Geraldine deLuca - author and artist

This site is about writing and painting. I have taught writing and literature for many years and have thought a great deal about process. In March 0f 2018, I published a book called Teaching Toward Freedom: Supporting Voices and Silence in the College Classroom (New York: Routledge, 2018) which is, among other subjects, about process and the condition of our spirit as we do our work.  What kindnesses do we allow ourselves? What pressures do we carry with us?  What happens when we are doing well? What happens when we are stuck?

But even as I think about process, I am beginning to realize, I need also to think about how we perceive our work.  Academic and corporate culture instills in us an overwhelming concern with how good something is: our drawings, our writing, our looks, etc.  Will we win any prizes?  Will people admire us?  Or will we be judged as bunglers, second-rate?  What grade or ranking will we get in this culture where everything is assessed?   This is the air we breathe.  How do we get out from under it?

I’ve also practiced meditation for a long time now. I have a regular practice–at least half an hour a day.  I also attend sits regularly and occasionally go on retreats.   I search for and read texts that ease my way.  I have meetings with other artists and writers who study Buddhism.   I am especially grateful to Doreen Schweizer, Senior Teacher at my “sangha,” Valley Insight Meditation Society, for the clarity of her teaching and her abiding kindness. 

So: how can we do our work without assessment, but with curiosity, steadiness, a willingness to take risks, generosity toward ourselves and others?

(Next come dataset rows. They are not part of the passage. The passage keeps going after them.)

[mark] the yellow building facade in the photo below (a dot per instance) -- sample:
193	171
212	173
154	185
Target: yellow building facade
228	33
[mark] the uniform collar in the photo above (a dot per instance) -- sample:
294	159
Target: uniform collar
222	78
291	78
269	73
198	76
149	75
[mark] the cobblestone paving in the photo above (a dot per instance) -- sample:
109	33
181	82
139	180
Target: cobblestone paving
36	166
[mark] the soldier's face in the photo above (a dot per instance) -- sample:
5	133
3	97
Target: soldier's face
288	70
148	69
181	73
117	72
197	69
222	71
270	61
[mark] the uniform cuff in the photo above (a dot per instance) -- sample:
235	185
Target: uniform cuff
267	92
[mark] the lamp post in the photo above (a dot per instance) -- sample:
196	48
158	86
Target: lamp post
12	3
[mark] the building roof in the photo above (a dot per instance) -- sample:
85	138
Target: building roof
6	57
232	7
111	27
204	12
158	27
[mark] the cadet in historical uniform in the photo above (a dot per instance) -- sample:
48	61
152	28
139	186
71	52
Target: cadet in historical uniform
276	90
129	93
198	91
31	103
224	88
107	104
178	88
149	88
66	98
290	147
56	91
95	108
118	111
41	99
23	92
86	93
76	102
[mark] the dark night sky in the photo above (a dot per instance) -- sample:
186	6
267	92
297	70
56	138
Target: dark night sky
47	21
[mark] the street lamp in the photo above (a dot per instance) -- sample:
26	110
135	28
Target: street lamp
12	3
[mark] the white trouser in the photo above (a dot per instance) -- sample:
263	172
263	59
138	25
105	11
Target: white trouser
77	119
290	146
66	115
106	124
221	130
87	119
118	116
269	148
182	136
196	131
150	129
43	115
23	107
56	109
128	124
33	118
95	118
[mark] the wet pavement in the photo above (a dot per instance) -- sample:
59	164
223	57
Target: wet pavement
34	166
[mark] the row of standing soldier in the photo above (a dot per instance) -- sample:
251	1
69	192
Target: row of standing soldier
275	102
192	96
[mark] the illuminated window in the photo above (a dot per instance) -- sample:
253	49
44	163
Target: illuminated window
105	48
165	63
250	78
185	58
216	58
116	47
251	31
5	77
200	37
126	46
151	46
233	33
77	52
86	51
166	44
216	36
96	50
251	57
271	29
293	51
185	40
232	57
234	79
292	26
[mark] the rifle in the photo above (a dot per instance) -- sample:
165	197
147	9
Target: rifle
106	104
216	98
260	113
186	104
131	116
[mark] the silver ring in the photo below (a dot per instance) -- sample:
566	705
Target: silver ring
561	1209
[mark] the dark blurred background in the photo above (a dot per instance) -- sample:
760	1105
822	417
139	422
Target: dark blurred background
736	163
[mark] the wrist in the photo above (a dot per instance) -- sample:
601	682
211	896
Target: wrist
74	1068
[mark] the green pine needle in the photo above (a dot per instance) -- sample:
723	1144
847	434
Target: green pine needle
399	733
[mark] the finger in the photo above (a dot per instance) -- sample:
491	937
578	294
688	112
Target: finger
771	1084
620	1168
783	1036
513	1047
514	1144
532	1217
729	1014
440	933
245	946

I explore how we relax as we shape our work, how we stay kind to ourselves and grateful to those who have shown us the way.  That involves noticing when we are envious and allowing that envy, which is often admiration overlaid with self-doubt, to soften. How do we turn those feelings of our own unworthiness into gratitude and awe that someone else has, through her work, shown us a new way to see, to craft, to understand our world.